Emory School of Medicine establishes academy to help disadvantaged students, Atlanta community
By Catherine Morrow | Woodruff Health Sciences Center | Oct. 19, 2018
Emory University School of Medicine has received a five-year, $3.25 million grant from the Health Resources and Services Administration (HRSA) to establish a National HCOP Academy, which will provide educational opportunities for disadvantaged high-school students interested in pursuing health careers.
The National Health Careers Opportunity Program (HCOP) at Emory is a collaborative partnership among Emory University School of Medicine, Laney Graduate School, Atlanta Metropolitan State College, Atlanta AHEC and the Urban Health Initiative.

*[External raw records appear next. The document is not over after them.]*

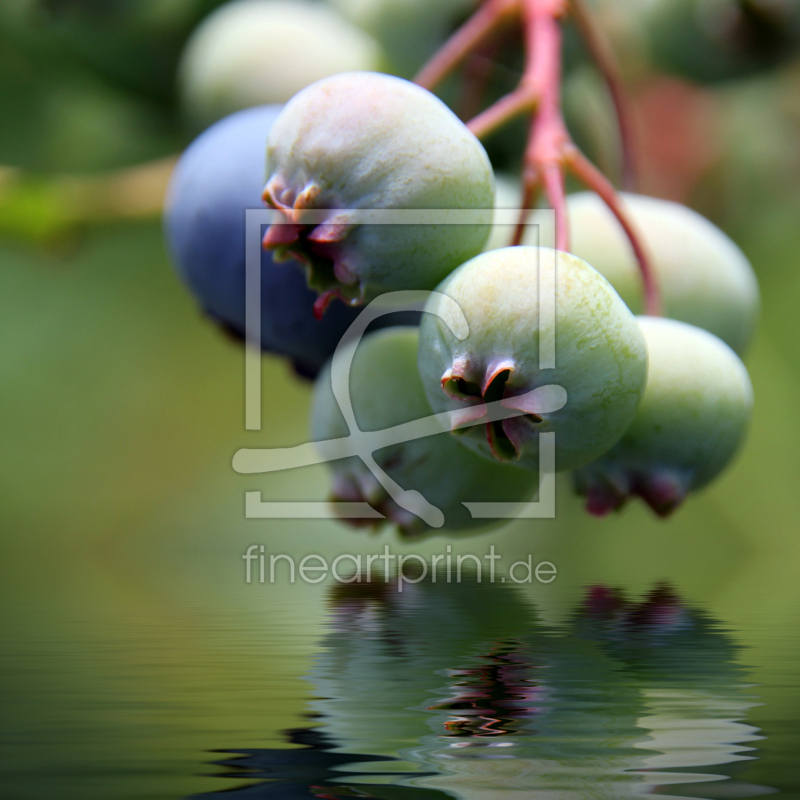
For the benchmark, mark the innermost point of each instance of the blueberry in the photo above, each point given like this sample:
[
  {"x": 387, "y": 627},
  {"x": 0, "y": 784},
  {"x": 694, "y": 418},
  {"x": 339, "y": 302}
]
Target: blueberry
[
  {"x": 364, "y": 141},
  {"x": 253, "y": 52},
  {"x": 386, "y": 390},
  {"x": 600, "y": 356},
  {"x": 704, "y": 278},
  {"x": 690, "y": 423},
  {"x": 218, "y": 177}
]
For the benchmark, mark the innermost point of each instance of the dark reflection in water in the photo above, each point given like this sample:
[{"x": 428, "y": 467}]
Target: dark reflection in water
[{"x": 459, "y": 690}]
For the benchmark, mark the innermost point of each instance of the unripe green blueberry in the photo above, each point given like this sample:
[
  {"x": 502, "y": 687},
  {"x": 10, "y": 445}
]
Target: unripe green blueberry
[
  {"x": 386, "y": 391},
  {"x": 600, "y": 355},
  {"x": 367, "y": 141},
  {"x": 691, "y": 421},
  {"x": 254, "y": 52},
  {"x": 507, "y": 198},
  {"x": 704, "y": 278},
  {"x": 409, "y": 30}
]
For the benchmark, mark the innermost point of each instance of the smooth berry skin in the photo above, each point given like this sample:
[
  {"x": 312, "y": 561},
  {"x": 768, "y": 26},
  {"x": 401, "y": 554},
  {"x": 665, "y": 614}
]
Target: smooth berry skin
[
  {"x": 600, "y": 355},
  {"x": 365, "y": 141},
  {"x": 703, "y": 277},
  {"x": 386, "y": 390},
  {"x": 691, "y": 421},
  {"x": 219, "y": 177},
  {"x": 262, "y": 52}
]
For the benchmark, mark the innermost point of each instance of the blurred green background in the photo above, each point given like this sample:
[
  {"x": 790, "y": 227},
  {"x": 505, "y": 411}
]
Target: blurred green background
[{"x": 131, "y": 645}]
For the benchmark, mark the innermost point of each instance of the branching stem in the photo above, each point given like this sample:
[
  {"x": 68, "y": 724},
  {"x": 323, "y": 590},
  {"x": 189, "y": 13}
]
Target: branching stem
[{"x": 550, "y": 151}]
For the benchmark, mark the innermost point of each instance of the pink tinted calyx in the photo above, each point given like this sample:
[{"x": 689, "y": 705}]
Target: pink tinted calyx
[
  {"x": 664, "y": 490},
  {"x": 506, "y": 438},
  {"x": 319, "y": 245}
]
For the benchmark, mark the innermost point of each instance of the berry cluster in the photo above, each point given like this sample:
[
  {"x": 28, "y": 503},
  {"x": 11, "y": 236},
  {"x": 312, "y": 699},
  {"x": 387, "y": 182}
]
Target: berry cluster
[{"x": 656, "y": 405}]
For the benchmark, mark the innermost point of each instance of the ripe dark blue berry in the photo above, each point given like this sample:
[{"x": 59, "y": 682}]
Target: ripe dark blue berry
[{"x": 220, "y": 175}]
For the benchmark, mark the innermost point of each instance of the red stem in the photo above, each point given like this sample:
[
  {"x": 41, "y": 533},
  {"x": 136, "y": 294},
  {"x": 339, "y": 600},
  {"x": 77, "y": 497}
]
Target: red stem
[
  {"x": 503, "y": 111},
  {"x": 601, "y": 52},
  {"x": 550, "y": 149},
  {"x": 597, "y": 182},
  {"x": 548, "y": 135}
]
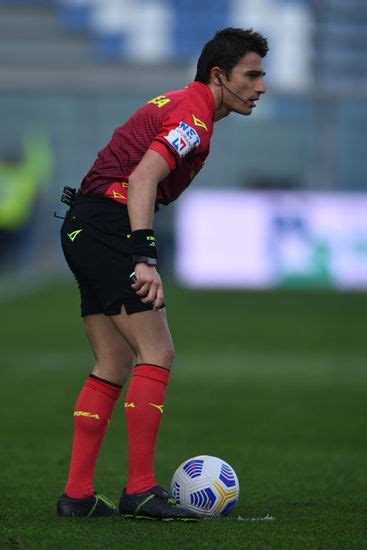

The HCOP Academy will be administered by Yolanda Hood, PhD, director of Emory School of Medicine’s Multicultural Medical Student Affairs and J. William Eley, MD, MPH, executive associate dean for medical education and student affairs.
Hood says the program provides a multitude of educational opportunities for deserving students.
“Activities through the National HCOP Academy at Emory will heighten access to educational opportunities for disadvantaged students by providing mentors, college readiness education, health profession exposure and scholarships,” says Hood.
“Programs like this enhance access to educational opportunities for students. This effort also provides a valuable means for Emory students, faculty and staff to contribute to the Atlanta community.”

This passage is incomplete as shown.